The celebrated Majorana equation—a modification of Dirac’s relativistic quantum wave expression—has preoccupied particle physicists for decades. Among other things, the equation predicts a neutrally charged particle that is its own antiparticle (and thus could shed light on the mysterious neutrino). But the equation also allows for solutions that, under fundamental physical laws, can’t be realized or observed in nature.
 
Now, a multinational group of scientists has fashioned a method for simulating this “unphysical” behavior using classical light (Optica, doi: 10.1364/OPTICA.2.000454). The team believes that the framework will prove useful not only in illuminating the physics of Majorana fermions, but also as a platform for “investigating theories beyond the standard model in a compact laboratory setting.”
 
Devised by Ettore Majorana in the 1930s, the Majorana equation for a relativistic particle—compactly rendered as iγμμψ – mψc = 0—includes terms for both the particle wavefunction (ψ) and its charge conjugate (ψc).
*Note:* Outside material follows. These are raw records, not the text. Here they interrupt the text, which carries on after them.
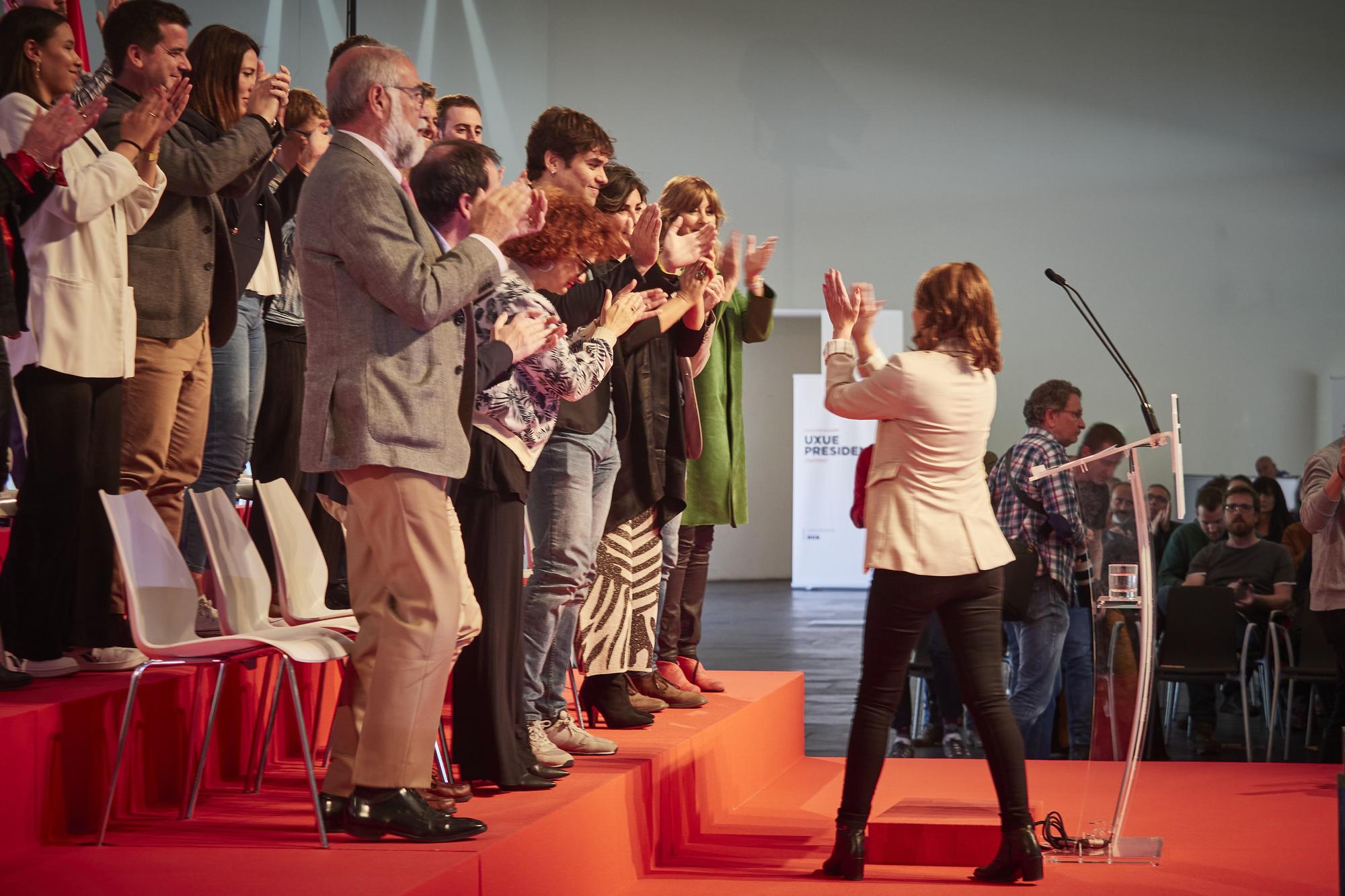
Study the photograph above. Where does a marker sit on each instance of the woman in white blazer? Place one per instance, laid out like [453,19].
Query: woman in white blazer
[69,362]
[933,537]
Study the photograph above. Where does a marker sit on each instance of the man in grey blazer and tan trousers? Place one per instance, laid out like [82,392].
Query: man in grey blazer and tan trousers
[388,407]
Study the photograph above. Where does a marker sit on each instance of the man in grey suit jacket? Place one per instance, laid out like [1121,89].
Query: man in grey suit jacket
[181,263]
[388,407]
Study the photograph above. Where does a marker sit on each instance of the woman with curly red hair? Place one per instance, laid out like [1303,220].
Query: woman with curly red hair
[512,423]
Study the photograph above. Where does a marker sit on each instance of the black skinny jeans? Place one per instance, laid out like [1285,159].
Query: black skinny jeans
[970,608]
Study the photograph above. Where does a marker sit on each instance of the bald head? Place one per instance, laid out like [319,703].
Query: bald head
[375,92]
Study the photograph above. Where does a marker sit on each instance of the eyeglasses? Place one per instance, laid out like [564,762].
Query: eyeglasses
[420,93]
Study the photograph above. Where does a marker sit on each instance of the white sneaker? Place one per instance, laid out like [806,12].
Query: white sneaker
[571,737]
[547,752]
[108,658]
[208,618]
[48,667]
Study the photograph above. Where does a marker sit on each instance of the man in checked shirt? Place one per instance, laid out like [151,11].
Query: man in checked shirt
[1055,419]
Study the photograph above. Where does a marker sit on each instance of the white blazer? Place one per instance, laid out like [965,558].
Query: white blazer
[927,507]
[81,310]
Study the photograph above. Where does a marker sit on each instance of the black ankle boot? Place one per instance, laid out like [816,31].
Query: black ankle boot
[607,694]
[1019,856]
[848,854]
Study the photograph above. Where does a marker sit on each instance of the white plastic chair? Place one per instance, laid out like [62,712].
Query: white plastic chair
[243,589]
[302,577]
[301,567]
[162,606]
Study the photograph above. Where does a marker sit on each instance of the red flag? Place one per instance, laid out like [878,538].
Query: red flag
[76,21]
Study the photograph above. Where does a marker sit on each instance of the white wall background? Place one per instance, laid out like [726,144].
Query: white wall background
[1183,165]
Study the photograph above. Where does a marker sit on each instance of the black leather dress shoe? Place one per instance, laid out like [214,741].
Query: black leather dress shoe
[531,782]
[11,680]
[547,772]
[372,813]
[334,811]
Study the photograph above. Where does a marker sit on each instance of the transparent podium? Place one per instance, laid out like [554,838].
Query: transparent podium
[1124,622]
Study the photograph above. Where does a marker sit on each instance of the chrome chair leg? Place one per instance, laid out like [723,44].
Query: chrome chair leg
[271,727]
[447,771]
[579,710]
[260,727]
[1289,713]
[122,745]
[289,667]
[1247,712]
[205,740]
[1312,701]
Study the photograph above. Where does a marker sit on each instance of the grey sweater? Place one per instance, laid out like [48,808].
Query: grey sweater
[1325,518]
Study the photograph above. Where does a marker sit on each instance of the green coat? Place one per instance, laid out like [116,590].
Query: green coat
[718,482]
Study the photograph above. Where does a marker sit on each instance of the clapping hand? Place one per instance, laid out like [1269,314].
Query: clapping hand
[681,249]
[843,306]
[758,257]
[59,127]
[509,213]
[731,260]
[654,299]
[621,313]
[528,334]
[271,93]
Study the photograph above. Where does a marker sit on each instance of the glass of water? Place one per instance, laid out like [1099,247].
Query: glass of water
[1124,581]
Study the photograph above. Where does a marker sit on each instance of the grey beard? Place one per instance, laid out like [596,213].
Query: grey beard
[401,143]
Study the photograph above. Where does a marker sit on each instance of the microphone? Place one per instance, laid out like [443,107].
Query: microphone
[1077,298]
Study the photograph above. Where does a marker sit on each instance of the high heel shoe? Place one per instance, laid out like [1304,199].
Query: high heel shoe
[847,857]
[1019,856]
[606,696]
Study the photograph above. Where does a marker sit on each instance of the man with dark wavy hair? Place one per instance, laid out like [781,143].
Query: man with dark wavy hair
[1046,514]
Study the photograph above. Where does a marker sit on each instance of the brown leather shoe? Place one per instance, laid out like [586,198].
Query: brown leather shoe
[656,685]
[641,701]
[459,792]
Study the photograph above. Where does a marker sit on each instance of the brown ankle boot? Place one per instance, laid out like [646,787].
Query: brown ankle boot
[641,701]
[656,685]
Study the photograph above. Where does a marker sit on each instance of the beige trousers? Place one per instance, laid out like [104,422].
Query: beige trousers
[165,413]
[416,611]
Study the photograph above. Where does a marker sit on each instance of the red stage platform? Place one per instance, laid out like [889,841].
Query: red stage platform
[712,801]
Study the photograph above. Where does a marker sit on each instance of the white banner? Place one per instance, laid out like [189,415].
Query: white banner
[828,548]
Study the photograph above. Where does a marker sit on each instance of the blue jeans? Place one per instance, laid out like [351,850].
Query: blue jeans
[1078,677]
[567,512]
[235,403]
[1040,642]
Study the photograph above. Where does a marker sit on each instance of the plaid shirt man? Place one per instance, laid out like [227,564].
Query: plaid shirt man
[1058,494]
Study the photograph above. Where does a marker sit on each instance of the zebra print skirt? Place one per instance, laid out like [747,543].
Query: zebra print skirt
[617,630]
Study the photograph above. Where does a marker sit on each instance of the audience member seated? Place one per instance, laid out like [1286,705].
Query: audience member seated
[1274,510]
[1190,538]
[459,119]
[1260,576]
[1161,524]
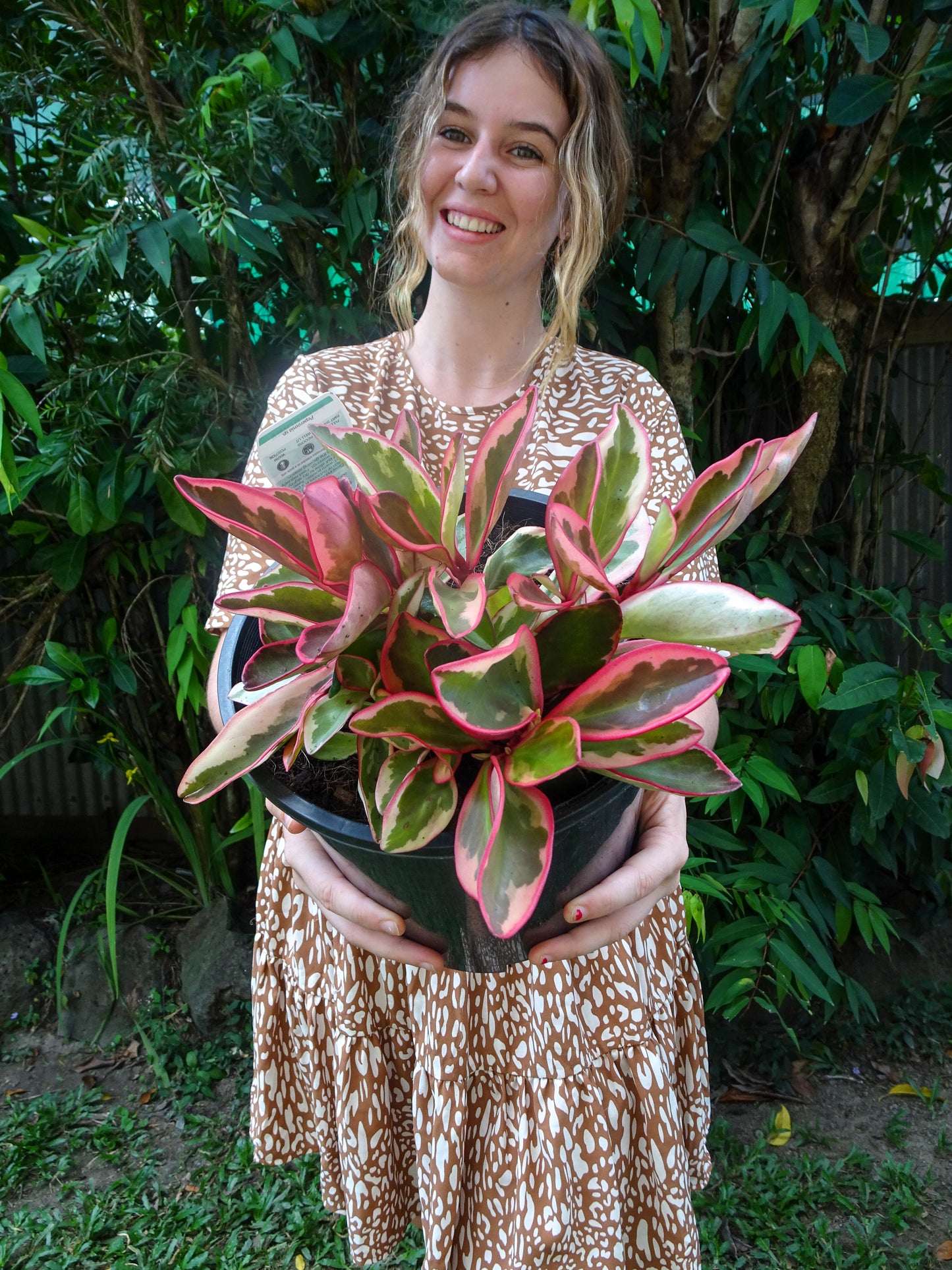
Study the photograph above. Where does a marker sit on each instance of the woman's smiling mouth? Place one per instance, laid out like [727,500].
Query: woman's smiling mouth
[472,224]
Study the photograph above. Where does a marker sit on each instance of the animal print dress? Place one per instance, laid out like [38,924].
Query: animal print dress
[540,1116]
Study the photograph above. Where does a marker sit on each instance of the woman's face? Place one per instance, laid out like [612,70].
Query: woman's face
[493,196]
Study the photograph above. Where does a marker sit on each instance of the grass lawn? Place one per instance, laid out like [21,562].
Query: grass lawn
[109,1169]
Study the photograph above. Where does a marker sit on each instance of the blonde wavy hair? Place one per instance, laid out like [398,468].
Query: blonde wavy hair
[594,159]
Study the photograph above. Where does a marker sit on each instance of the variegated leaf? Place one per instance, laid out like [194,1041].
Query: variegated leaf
[494,470]
[479,822]
[625,449]
[696,771]
[551,748]
[460,608]
[673,738]
[495,693]
[381,467]
[642,689]
[516,864]
[254,516]
[418,811]
[416,716]
[576,642]
[401,662]
[249,737]
[712,614]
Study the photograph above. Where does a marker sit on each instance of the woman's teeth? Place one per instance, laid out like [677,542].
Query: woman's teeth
[475,226]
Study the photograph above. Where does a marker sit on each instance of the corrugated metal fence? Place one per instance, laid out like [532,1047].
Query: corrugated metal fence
[920,399]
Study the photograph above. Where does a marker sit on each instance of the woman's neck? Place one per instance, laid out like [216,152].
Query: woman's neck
[471,349]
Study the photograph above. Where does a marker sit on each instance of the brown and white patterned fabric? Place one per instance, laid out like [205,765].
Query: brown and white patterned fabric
[542,1116]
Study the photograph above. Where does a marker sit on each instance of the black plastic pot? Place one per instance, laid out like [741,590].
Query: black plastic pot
[594,835]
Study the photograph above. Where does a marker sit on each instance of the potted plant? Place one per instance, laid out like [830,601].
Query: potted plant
[478,693]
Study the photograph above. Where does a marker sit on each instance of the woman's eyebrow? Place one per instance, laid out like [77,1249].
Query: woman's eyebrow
[522,125]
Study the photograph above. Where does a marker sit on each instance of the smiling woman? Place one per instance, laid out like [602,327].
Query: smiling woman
[555,1113]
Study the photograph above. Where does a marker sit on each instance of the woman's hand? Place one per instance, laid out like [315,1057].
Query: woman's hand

The expression suggests that these particles constitute their own antiparticles. It also suggests that such particles, dubbed Majorana fermions, must be neutrally charged (i.e., ψ = ψc), or the system would violate charge conservation. Indeed, Majorana himself suggested that the equation might be used to describe the characteristics of neutrinos, the virtually massless neutral particles that had been proposed a few years earlier by Wolfgang Pauli, Enrico Fermi and others to fill certain holes in the theory of beta decay.
 
Could the equation’s “unphysical” solution, a charged Majorana particle (called a Majoranon), shed any interesting light on potential new physics? Maybe—but only if the behavior of these unphysical entities could somehow be simulated in the lab (as even the physical solution, uncharged Majorana fermions, have proved devilishly elusive to find in nature).
 
To create such a simulator, a research team led by Alexander Szameit of Friedrich-Schiller-Universität Jena, Germany, and Dimitris Angelakis of the Technical University of Crete, Greece, turned to classical light. Specifically, they created a system of two photonic lattices, each consisting of an array of coupled waveguides, and used a “photonic analogue” of the Dirac equation to simulate the particle wavefunction with classical light waves. Then, they sent beams through the waveguides with simulated masses of opposite signs, and coherently combined the beams to retrieve the Majorana wavefunction under the “unphysical” case of a charged Majoranon. Observing the intensity distribution of the output beam allowed them a readout of the Majorana equation’s unphysical solutions that could be compared with numerical calculations.
 
The scientists suggest that simulating such unphysical dynamics by exploiting the analog between particle and light wavefunctions “provides an entirely new approach for probing and understanding exotic phenomena and particles that cannot exist in nature.” And, they suggest, the new platform they’ve demonstrated could “stimulate many exciting proposals that utilize the freedom of going beyond the ‘physical’ operations in areas such as exotic particle physics and quantum information processing.”